# Implementing Custom Tests

## Implementing custom metrics and threshold tests

Custom metrics allow you to extend the default set of metrics provided by ValidMind and provide full flexibility for documenting any type of model or use case. Metrics and threshold tests are similar in that they both provide a way to evaluate a model. The difference is that metrics capture any arbitrary set of values that measure a behavior in a dataset(s) or model(s), while threshold tests are Boolean tests that evaluate whether a behavior passes or fails a set of criteria.

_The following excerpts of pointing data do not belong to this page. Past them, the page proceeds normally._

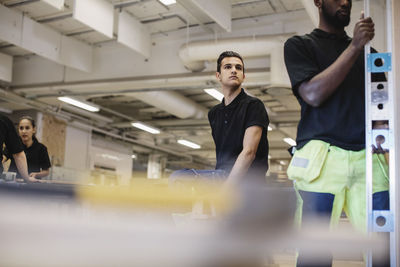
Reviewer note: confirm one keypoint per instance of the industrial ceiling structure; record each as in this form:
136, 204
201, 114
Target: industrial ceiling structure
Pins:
148, 61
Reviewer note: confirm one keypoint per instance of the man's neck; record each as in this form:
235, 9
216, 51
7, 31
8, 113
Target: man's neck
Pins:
230, 94
28, 143
326, 27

### Documentation components of a metric and threshold test

A **metric** is composed of the following documentation elements:

- Title
- Description
- Results Table(s)
- Plot(s)

A **threshold test** is composed of the following documentation elements:

- Title
- Description
- Test Parameters
- Results Table(s)
- Plot(s)

## Before you begin

To use the ValidMind Developer Framework with a Jupyter notebook, you need to install and initialize the client library first, along with getting your Python environment ready.

If you don't already have one, you should also [create a documentation project](https://docs.validmind.ai/guide/create-your-first-documentation-project.html) on the ValidMind platform. You will use this project to upload your documentation and test results.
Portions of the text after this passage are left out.